Il Fatto Quotidiano

Salvini uno e bino Gioca più partite e le vince tutte

- » PETER GOMEZ

Matteo Salvini è stato spesso preso in giro per non aver mai lavorato. Un tribunale della Repubblica ha stabilito che non è diffamator­io definirlo un politico di profession­e. Il leader della Lega è stato per la prima volta eletto in consiglio comunale a Milano nel 1993, quando aveva 19 anni, e da allora è saltabecca­to in Italia e in Europa da un’assemblea all’altra senza mai brillare per presenzial­ismo. In molti definiscon­o razziste le sue frasi e sue prese di posizione in materia di immigrazio­ne. L’appoggio palese a Viktor Orban, il primo ministro ungherese, peraltro aderente al Partito popolare europeo, divenuto tristement­e celebre per aver costruito muraglie di filo spinato per impedire il transito non ai migranti, ma ai profughi, gli ha giustament­e tirato addosso critiche su critiche. Ma al di là dell’opinione che ciascun lettore può avere su Salvini, un fatto va onestament­e ammesso. Il leader della Lega esce da questi mesi di post voto con addosso la casacca di unico fuoriclass­e presente sulla scena politica italiana. Uno dopo l’altro ha messo nell’angolo alleati, avversari e persino il presidente della Repubblica, Sergio Mattarella. Forte del suo 17 per cento dei consensi, conquistat­i grazie all’idea di trasformar­e la Lega da partito regionale finto secessioni­sta a forza dichiarata­mente nazionalis­ta e sovranista, Salvini ha condotto le danze del post voto fino a mettersi in una posizione di win-win. O partiva l’esecutivo gialloverd­e con Paolo Savona ministro e Lega piazzata in molti dicasteri chiave, o si andava a nuove elezioni con il Carroccio ancora più gonfio di consensi.

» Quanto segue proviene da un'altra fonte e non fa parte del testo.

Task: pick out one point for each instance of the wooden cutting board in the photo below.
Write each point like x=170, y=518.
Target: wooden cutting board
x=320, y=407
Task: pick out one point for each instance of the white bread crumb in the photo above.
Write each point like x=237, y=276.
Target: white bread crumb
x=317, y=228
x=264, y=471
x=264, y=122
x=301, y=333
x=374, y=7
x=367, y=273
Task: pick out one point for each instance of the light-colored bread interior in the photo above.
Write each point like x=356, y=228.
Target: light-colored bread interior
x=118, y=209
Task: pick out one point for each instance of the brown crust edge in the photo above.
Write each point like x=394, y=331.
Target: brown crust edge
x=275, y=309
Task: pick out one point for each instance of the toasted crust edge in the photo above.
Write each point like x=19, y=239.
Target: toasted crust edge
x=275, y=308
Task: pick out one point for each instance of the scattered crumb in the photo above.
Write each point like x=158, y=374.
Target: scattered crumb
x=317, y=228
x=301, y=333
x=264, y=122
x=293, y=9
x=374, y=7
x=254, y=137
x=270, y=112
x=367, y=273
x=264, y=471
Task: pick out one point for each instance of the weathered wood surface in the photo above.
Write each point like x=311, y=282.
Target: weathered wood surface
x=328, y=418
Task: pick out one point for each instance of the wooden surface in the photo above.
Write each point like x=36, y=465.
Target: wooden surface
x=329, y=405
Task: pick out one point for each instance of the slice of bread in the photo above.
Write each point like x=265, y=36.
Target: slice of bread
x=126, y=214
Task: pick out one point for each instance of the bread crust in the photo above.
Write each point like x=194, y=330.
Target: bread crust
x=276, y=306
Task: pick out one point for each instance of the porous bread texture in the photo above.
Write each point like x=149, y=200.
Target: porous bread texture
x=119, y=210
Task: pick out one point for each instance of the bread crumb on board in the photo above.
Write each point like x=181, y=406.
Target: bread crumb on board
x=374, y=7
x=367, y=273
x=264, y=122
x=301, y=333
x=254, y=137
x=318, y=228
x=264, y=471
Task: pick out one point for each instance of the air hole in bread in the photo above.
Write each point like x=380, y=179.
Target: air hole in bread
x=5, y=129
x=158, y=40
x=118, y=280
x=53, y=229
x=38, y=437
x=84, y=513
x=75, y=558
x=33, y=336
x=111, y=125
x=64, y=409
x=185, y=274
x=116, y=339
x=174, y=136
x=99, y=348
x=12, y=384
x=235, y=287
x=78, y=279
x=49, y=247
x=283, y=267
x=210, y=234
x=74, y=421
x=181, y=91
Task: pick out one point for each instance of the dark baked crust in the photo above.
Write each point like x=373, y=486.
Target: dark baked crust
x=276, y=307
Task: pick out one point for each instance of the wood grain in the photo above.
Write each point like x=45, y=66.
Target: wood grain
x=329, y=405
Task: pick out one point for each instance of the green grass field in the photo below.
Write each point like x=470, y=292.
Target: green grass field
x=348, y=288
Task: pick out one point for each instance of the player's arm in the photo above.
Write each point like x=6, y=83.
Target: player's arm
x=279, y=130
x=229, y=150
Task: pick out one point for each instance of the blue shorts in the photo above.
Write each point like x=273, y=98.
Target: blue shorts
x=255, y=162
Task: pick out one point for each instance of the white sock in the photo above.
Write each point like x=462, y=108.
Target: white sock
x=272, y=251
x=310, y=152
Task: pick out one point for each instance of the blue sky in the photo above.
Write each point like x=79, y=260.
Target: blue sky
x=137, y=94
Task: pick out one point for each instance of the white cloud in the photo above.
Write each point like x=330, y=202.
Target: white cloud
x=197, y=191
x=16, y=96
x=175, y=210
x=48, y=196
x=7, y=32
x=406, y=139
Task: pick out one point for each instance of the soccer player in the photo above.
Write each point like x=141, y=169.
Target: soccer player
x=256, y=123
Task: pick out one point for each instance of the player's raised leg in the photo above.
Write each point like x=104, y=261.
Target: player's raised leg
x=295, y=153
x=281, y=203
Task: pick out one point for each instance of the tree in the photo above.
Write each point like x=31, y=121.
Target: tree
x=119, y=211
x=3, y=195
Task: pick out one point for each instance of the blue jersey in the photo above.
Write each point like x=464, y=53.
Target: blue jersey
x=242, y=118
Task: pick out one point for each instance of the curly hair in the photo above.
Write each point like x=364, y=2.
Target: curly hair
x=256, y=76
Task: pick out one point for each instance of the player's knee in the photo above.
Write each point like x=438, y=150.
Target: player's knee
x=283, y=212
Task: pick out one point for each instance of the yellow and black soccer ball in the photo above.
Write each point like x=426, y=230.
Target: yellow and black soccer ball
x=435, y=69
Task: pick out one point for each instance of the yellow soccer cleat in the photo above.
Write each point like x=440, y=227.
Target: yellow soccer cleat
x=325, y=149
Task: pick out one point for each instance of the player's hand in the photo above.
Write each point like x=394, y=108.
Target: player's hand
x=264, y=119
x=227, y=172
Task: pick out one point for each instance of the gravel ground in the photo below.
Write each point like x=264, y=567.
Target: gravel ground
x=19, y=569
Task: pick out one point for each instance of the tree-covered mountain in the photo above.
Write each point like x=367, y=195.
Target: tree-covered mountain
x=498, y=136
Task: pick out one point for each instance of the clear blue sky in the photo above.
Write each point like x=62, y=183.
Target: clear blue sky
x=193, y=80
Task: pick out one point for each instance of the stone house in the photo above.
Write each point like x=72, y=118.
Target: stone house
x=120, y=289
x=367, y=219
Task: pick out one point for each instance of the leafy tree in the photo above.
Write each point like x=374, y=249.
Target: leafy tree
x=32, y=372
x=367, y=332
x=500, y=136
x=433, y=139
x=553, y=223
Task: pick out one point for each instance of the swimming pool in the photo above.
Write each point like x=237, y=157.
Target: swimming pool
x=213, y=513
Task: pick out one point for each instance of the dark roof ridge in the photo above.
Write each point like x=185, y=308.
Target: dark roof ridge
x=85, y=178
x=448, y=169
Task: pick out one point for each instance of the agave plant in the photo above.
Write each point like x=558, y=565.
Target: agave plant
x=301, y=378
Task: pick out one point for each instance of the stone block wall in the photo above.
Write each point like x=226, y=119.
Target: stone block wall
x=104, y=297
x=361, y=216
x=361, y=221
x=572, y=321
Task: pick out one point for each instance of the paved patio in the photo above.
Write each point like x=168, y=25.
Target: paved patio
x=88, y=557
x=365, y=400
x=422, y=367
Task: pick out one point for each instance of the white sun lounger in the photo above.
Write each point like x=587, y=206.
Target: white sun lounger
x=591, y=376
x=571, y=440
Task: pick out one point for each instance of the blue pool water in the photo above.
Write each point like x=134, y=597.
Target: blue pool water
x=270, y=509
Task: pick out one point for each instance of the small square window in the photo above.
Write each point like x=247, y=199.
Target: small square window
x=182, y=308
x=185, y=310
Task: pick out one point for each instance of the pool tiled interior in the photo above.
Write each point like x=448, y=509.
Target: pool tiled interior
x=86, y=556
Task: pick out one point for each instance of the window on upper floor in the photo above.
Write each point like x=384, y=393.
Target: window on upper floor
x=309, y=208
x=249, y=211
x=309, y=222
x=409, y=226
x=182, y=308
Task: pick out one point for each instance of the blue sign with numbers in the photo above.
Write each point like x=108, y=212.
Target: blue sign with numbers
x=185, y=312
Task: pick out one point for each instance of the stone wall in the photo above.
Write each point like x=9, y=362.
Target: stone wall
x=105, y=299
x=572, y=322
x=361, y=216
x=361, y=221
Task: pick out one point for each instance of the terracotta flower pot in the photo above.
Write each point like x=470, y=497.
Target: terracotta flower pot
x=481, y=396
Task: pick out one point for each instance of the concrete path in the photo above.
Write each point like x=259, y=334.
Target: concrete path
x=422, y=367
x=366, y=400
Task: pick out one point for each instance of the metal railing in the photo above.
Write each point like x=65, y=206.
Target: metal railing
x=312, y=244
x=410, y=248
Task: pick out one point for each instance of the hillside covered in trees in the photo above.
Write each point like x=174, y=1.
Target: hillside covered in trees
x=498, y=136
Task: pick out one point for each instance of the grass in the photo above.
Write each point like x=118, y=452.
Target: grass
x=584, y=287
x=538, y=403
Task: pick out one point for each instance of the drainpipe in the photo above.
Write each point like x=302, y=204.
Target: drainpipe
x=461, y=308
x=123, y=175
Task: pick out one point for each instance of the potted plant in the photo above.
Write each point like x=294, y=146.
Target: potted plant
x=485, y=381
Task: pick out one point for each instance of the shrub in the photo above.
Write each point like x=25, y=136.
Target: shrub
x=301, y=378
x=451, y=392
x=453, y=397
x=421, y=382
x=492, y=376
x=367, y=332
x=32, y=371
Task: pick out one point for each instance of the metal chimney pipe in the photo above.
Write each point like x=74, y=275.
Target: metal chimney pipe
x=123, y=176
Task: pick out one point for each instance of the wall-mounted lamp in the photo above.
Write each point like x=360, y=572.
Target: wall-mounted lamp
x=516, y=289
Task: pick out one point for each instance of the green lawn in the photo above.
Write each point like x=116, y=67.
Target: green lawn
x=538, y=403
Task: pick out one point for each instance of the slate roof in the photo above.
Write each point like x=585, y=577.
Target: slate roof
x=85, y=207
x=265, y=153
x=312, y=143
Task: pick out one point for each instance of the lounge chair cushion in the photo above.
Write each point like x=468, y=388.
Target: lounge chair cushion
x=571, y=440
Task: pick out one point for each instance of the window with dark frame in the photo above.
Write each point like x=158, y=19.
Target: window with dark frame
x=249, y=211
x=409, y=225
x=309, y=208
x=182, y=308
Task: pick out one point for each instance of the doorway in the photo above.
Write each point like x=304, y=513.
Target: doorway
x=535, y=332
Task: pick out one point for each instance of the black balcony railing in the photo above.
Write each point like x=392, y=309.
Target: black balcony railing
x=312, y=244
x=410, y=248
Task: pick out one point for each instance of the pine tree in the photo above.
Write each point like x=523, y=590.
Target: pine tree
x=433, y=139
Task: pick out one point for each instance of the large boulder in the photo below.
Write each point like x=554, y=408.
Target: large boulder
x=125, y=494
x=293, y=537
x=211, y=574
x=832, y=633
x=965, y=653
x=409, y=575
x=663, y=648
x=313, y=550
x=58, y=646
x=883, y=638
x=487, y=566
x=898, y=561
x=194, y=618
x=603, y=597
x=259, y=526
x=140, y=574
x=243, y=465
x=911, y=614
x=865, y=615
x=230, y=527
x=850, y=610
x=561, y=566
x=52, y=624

SE SI TORNAcon la moviola della memoria agli accadiment­i di queste settimane ci si può rendere conto di come Salvini abbia raggiunto questo risultato senza che nessuno dei suoi compagni di strada possa accusarlo di scorrettez­ze o incoerenza. Il suo peccato (ma in politica questa è una virtù) è semmai l’astuzia con cui ha saputo approfitta­re dei loro punti deboli. Così Salvini ha provato a governare con Luigi Di Maio senza rompere con Fratelli d’Italia e Forza Italia. I due partiti erano terrorizza­ti dal voto anticipato. Sondaggi alla mano temevano di essere fagocitati dalla Lega. Pensavano che i gialloverd­i dopo pochi mesi, a causa delle tante promesse e aspettativ­e, si sarebbero andati a schiantare perdendo consensi. Per questo non hanno denunciato l’alleanza elettorale pur preannunci­ando un voto contrario all’ipotetico governo. Allo stesso modo, Salvini ha procrastin­ato il vero inizio delle trattative con i penstantel­lati in attesa di elezioni regionali destinate a rendere psicologic­amente più fragili Di Maio e i suoi. Poi sedendosi al tavolo con i cinquestel­le ha fatto perdere loro appeal presso molti elettori provenient­i da sinistra e per togliere a Di Maio quell’aurea di leader radicale, ma moderato, che tanto faticosame­nte si era riuscito a costruire durante la campagna elettorale. L’apoteosi è arrivata con il veto di Mattarella su Savona. I cinquestel­le si sono ritrovati a proporre la messa in stato di accusa del Presidente assieme alla destra, mentre Salvini, dopo le bordate di rito, chiedeva solo nuove elezioni e ieri diceva esplicitam­ente: “Chi insulta e minaccia Mattarella non fa parte del futuro del mio Paese. Ha sbagliato, ma non chiedo l’impeachmen­t”. Governare, certo è un'altra storia (e forse la giudichere­mo presto), ma per ora va detto che in fatto di strategia, tattica e marketing, Salvini si dimostra un vero profession­ista della politica forgiato da 25 anni di esperienza. Tutti gli altri no.